If we supply the FAN6300A with 20V, then that would surely mean some pretty high current spikes going through that zener every time the FET is switched ON?

FAN6300A flyback SMPS controller
https://www.fairchildsemi.com/datasheets/FA/FAN6300A.pdf
 

Page 7, "Output Section" shows VOH is much less than that at VDD so I doubt it would reach 18V from an internal source.

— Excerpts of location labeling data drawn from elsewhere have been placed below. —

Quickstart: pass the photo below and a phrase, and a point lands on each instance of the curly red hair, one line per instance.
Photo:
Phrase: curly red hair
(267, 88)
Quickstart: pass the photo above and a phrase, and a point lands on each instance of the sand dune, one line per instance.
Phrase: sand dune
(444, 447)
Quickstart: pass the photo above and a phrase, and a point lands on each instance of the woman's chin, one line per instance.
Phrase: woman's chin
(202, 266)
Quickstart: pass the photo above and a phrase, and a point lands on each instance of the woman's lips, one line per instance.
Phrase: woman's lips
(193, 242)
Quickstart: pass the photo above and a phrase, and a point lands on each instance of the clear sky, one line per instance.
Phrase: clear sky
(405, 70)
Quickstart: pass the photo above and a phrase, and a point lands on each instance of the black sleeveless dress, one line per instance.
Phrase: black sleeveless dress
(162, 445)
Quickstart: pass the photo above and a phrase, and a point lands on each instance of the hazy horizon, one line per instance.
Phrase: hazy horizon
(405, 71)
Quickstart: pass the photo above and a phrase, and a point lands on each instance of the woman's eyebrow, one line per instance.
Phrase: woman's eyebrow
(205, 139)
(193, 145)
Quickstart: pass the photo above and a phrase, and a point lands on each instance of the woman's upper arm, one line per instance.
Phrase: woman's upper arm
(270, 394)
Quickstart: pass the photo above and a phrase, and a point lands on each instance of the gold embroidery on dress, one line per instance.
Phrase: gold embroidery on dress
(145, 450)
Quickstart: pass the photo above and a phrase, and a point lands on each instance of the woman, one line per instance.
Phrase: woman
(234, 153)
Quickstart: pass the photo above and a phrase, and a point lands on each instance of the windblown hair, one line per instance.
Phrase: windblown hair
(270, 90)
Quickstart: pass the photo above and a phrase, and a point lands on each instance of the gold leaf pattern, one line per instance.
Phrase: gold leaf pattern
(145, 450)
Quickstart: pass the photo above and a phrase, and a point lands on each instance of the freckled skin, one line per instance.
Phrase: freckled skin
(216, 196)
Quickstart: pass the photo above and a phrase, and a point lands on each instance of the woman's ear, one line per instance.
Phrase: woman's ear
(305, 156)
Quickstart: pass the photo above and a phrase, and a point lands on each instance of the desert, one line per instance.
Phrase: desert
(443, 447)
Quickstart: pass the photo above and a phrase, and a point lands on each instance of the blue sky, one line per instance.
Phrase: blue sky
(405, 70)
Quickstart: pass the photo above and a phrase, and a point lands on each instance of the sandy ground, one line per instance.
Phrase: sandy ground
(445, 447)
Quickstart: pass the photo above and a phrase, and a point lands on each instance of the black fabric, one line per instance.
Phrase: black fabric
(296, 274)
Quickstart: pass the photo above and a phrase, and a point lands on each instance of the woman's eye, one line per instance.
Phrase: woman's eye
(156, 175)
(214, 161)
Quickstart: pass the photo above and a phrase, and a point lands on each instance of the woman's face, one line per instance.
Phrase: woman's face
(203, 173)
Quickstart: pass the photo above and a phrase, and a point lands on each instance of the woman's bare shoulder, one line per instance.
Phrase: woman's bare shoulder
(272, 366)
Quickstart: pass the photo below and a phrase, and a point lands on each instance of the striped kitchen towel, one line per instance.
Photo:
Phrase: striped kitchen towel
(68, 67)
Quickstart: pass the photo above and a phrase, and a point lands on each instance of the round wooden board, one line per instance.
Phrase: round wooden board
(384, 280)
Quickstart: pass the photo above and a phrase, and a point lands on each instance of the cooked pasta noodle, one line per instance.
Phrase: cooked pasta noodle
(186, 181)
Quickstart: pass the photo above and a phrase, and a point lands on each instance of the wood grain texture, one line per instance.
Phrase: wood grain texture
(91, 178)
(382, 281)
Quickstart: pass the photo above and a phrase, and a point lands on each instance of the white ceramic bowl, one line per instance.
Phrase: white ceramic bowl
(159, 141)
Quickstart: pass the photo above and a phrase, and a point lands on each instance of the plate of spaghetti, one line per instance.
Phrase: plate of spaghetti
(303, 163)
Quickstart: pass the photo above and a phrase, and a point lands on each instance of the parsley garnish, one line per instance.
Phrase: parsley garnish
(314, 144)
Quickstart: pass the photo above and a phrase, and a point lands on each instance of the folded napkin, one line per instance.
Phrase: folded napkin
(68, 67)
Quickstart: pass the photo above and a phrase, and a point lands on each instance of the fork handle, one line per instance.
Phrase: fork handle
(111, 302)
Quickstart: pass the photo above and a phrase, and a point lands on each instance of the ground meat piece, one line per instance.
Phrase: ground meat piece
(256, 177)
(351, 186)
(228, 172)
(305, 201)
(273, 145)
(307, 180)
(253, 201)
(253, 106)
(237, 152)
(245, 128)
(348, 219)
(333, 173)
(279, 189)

Interestingly, using the figures in the data sheet, typical output voltage with 12V VDD is 7.5V (= 0.625 of VDD) and if you scale it up to find what VDD would make the Zener conduct you get the absolute maximum VDD figure for the device.

Brian.
 

thanks, i see your point....there does indeed appear to be a high overhead voltage...kind of a dropout voltage of about 4.5V perhaps. So yes, from that i suppose the 20V input supply voltage would only lead to say a 15.5V voltage at the zener. (or maybe 0.625 of 20V as you say)
I mean........thats a presumption, based on the datasheets details, but not definite. Theres still the outside chance that a 20V Vcc supply to the chip could result in high spikes of current going through the zener.
Its surprising that they say that Vcc can be up to 30V, because that surely would result in overly high spikes of current in the zener and would be surely very unwise?
 

Using the calculation VOH = (VDD * 0.625) which admittedly is the minimum figure quoted, setting VDD at 20V would give an output of 12.5V, still well below the Zener voltage. I'm not sure how the output driver stage works, all it states is totem pole Bi-CMOS but it doesn't specify where the top of the totem pole is fed from. It doesn't appear to produce the full VSS to VDD output swing you might expect.

Brian.
 

thanks, thats very pertinent, its making me wonder why they need an 18V zener there at all...i mean, with the dropout voltage, surely it would never get up to 18V?